The Court (supra) continued to state thus:
“Where the employer’s case, as in the present matter, relies largely upon circumstantial evidence of theft, an inference of guilt may be drawn where, on a preponderance of probabilities, it is the more natural or plausible, conclusion from amongst several conceivable ones- see Potgietersrus vs Platinum (Ltd) v CCMA & Others (1999) 20 ILJ 2679 (LC).”
I also find that in all the circumstances of the case it was reasonable for the Respondent to dismiss the Applicant.
The Khubuta fuel records demonstrate that the theft and or dishonesty was calculated and not a random occurrence; it occurred over a period of five months.
The fuel records prove that the Applicant failed to account for ±30,000litres of fuel. The negative impact of such a huge loss on the Respondents’ business has destroyed the trust relationship between the Applicant and the Respondents.
The Applicant’s years of service and previously clean record cannot override the seriousness of the misconduct committed by him. See: Central News Agency (Pty) Ltd v Commercial Catering & Allied Workers Union of SA and Another (1991) 12 ILJ 340 (LAC).
In the premises, I find that the Applicant’s dismissal was for a fair reason and reasonable, thus substantively fair.
The Applicant attacked the procedure at the CSC disciplinary hearing on the grounds that he was not afforded the opportunity to state his case and challenge the Respondents’ witnesses. The record of proceedings tells a different story. He was given the opportunity to state his side and his representative to question the Respondents’ witnesses.
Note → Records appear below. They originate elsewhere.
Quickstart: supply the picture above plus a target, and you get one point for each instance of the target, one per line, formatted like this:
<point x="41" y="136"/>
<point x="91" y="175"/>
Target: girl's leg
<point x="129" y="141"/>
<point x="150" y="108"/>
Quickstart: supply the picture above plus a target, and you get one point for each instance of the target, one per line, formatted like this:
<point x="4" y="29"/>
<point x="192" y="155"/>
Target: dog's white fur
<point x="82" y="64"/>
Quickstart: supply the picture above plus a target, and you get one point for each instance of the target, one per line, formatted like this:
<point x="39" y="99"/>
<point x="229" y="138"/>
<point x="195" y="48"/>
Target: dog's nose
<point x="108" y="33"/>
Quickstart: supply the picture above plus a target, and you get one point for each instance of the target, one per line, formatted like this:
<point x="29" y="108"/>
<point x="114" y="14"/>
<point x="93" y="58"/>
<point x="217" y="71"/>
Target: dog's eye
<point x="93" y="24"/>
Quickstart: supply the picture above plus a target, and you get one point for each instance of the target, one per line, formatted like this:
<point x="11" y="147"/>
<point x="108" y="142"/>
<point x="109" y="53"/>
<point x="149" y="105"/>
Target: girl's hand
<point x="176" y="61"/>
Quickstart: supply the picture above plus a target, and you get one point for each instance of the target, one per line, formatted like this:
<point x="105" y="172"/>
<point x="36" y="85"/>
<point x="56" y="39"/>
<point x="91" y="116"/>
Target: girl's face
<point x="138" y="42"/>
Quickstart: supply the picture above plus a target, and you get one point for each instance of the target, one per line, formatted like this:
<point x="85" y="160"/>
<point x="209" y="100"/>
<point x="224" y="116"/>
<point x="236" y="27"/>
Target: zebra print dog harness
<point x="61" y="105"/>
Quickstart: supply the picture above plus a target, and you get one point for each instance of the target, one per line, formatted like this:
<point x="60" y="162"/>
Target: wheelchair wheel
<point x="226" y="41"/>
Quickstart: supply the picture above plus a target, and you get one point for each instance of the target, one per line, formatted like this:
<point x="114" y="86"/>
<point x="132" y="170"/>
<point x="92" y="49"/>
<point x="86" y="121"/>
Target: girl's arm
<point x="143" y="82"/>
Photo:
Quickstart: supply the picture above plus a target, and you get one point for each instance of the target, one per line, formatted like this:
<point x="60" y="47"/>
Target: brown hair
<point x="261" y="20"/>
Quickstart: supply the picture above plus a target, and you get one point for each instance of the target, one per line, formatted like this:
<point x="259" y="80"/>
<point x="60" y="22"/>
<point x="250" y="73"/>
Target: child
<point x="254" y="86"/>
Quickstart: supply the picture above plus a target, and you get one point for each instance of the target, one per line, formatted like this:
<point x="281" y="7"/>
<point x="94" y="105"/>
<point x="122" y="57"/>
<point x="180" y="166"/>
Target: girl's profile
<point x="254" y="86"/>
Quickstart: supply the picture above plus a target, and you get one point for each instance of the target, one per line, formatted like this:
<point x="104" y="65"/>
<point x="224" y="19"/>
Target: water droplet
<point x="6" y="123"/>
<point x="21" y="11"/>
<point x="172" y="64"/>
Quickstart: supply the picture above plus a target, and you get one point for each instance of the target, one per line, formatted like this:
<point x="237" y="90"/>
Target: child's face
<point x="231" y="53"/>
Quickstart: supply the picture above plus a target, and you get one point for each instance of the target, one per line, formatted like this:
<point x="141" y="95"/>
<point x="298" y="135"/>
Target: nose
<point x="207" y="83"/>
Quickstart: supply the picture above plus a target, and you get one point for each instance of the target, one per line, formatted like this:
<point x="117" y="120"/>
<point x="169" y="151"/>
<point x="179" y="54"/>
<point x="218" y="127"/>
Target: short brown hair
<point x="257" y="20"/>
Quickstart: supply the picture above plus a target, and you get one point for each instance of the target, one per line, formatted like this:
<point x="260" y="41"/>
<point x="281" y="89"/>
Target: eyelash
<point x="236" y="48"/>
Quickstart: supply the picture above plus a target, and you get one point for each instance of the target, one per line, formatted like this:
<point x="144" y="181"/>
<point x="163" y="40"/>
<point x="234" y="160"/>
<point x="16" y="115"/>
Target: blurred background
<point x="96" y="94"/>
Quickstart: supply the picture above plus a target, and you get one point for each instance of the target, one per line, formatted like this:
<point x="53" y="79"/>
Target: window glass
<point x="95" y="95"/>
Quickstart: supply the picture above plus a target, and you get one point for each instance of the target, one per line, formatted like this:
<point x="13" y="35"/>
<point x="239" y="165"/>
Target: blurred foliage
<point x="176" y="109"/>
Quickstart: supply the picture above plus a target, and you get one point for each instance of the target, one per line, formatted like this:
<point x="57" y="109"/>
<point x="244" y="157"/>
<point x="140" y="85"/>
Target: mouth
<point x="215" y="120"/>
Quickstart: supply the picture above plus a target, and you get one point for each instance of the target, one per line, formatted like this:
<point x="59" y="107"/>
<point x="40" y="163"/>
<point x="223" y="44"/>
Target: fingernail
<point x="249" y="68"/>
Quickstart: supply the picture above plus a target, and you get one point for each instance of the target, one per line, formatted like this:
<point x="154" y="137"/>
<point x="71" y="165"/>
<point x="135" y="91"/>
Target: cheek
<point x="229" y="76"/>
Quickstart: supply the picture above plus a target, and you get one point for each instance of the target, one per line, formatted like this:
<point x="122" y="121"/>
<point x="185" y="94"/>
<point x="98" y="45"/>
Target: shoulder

What is telling is that the Applicant’s counsel never raised the issue in his closing submissions, it must be taken that the issue was abandoned. I accordingly find that the Applicant’s dismissal was procedurally fair.
In the premises I would dismiss the Applicant’s claims.
I accordingly make the following order:
I find that the Applicant’s dismissal was substantively and procedurally fair.
The Applicant’s claims are accordingly dismissed.
DATED AT NHLANGANO THIS____DAY OF DECEMBER 2017.